Who is Coowa, and where does the money come from?
Coowa was founded in 2015 in Shanghai. It started in autonomous driving, then pivoted to robotics and physical AI — a field where AI controls real-world robots in physical environments.
Its latest funding round exceeded $600 million, lifting its valuation past $3 billion. Underwriters are Huatai Securities and Deutsche Bank.
Backers include SoftBank Group and the Asian Infrastructure Investment Bank. This means → Coowa carries endorsements from both Japan's largest tech investor and a multilateral development institution — capital spanning industry and policy.
How real is the commercial traction?
Full-year 2025 revenue topped RMB 1 billion (roughly $148 million). Robots are deployed across more than 50 cities and regions worldwide, with cumulative shipments exceeding 10,000 units.
Use cases span shared mobility, manufacturing, and property services. This means → Coowa is not a single-scenario bet; it is running a multi-scenario volume play.

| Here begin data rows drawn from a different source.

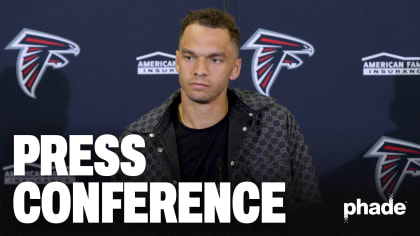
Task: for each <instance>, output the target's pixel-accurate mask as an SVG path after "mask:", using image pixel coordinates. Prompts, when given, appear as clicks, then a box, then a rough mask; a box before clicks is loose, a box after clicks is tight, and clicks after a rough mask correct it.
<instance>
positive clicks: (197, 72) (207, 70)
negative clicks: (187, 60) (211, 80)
mask: <svg viewBox="0 0 420 236" xmlns="http://www.w3.org/2000/svg"><path fill="white" fill-rule="evenodd" d="M207 73H208V65H207V61H206V59H204V58H198V59H197V61H196V63H195V65H194V75H195V76H207Z"/></svg>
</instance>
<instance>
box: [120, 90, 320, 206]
mask: <svg viewBox="0 0 420 236" xmlns="http://www.w3.org/2000/svg"><path fill="white" fill-rule="evenodd" d="M228 97H229V104H230V111H229V137H228V178H229V182H231V183H232V184H233V185H235V184H238V183H239V182H243V181H251V182H254V183H258V184H259V183H261V182H285V183H286V195H285V196H286V197H285V202H291V203H292V204H294V203H312V202H320V201H321V197H320V193H319V189H318V180H317V177H316V174H315V168H314V167H313V165H312V158H311V155H310V153H309V149H308V146H307V145H306V144H305V142H304V138H303V135H302V133H301V132H300V129H299V125H298V124H297V123H296V121H295V119H294V118H293V116H292V114H291V113H290V112H289V110H287V109H286V108H285V107H283V106H281V105H279V104H277V103H276V102H275V101H274V99H272V98H270V97H266V96H263V95H260V94H257V93H254V92H250V91H246V90H241V89H233V88H232V89H228ZM179 100H180V91H177V92H175V93H174V94H172V95H171V96H170V97H169V98H168V99H167V100H166V101H165V102H164V103H163V104H162V105H161V106H159V107H157V108H154V109H153V110H152V111H150V112H149V113H147V114H145V115H144V116H142V117H141V118H140V119H138V120H136V121H134V122H133V123H131V124H130V125H128V126H127V127H126V131H125V132H124V133H123V134H122V135H121V138H122V137H124V136H126V135H128V134H140V135H141V136H142V137H143V138H144V139H145V143H146V147H145V148H144V149H143V150H140V151H141V152H142V153H143V154H144V156H145V157H146V169H145V172H144V173H143V174H142V175H141V176H138V177H134V179H133V178H132V177H130V178H129V180H127V181H148V182H149V181H150V182H155V181H159V182H172V183H174V184H176V183H177V182H179V181H180V176H181V172H180V164H179V160H178V150H177V144H176V135H175V128H174V123H173V121H172V119H171V114H173V113H172V112H173V111H171V109H176V107H177V106H176V104H178V103H179ZM126 178H128V177H126Z"/></svg>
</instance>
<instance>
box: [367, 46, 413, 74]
mask: <svg viewBox="0 0 420 236" xmlns="http://www.w3.org/2000/svg"><path fill="white" fill-rule="evenodd" d="M362 61H363V75H366V76H373V75H420V57H401V56H397V55H394V54H391V53H386V52H382V53H378V54H375V55H372V56H368V57H364V58H362Z"/></svg>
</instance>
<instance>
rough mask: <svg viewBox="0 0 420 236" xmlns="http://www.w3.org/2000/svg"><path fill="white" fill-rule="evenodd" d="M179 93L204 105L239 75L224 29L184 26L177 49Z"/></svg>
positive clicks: (238, 70) (176, 58)
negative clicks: (179, 86)
mask: <svg viewBox="0 0 420 236" xmlns="http://www.w3.org/2000/svg"><path fill="white" fill-rule="evenodd" d="M176 70H177V71H178V74H179V83H180V85H181V95H182V97H183V98H187V99H189V100H191V101H194V102H197V103H202V104H207V103H211V102H213V101H215V100H218V99H219V101H220V98H221V96H226V90H227V86H228V82H229V80H234V79H236V78H237V77H238V76H239V73H240V70H241V59H239V58H237V49H236V48H235V45H234V44H233V43H232V41H231V39H230V37H229V33H228V31H227V29H222V28H209V27H206V26H201V25H198V24H192V25H189V26H187V28H186V29H185V31H184V34H183V36H182V37H181V39H180V42H179V50H177V51H176Z"/></svg>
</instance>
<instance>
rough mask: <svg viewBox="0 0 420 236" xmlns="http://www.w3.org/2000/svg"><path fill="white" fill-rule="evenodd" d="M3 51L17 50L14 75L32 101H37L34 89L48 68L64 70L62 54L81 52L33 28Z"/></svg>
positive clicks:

In plain terms = crossing RMB 1 billion in revenue and 10,000 units shipped makes Coowa one of the few robotics firms with real commercial income, not just a cash-burning narrative.
What does the product lineup look like?
Coowa currently offers three product lines: wheeled robots, wheel-legged robots, and humanoid robots.
In plain terms = from the simplest wheeled form, to hybrid legs that climb stairs, to machines that walk like humans — three lines covering a full gradient from mature to frontier.
This reflects Coowa's strategy: use mature products (wheeled) to generate revenue, and frontier products (humanoid) to justify the valuation.
What does the IPO timing signal?
Coowa plans to file its Hong Kong IPO within two to three months. Fellow robotics player Unitree is also preparing to list on Shanghai's STAR Market.
Meanwhile, BYD, XPeng, and Li Auto have each announced moves into robotics, crowding the sector.
This means → Coowa is racing to lock in a public-market valuation while robotics sentiment runs hot — and before deep-pocketed auto giants scale up their own entries.
Content is for reference only, not financial advice.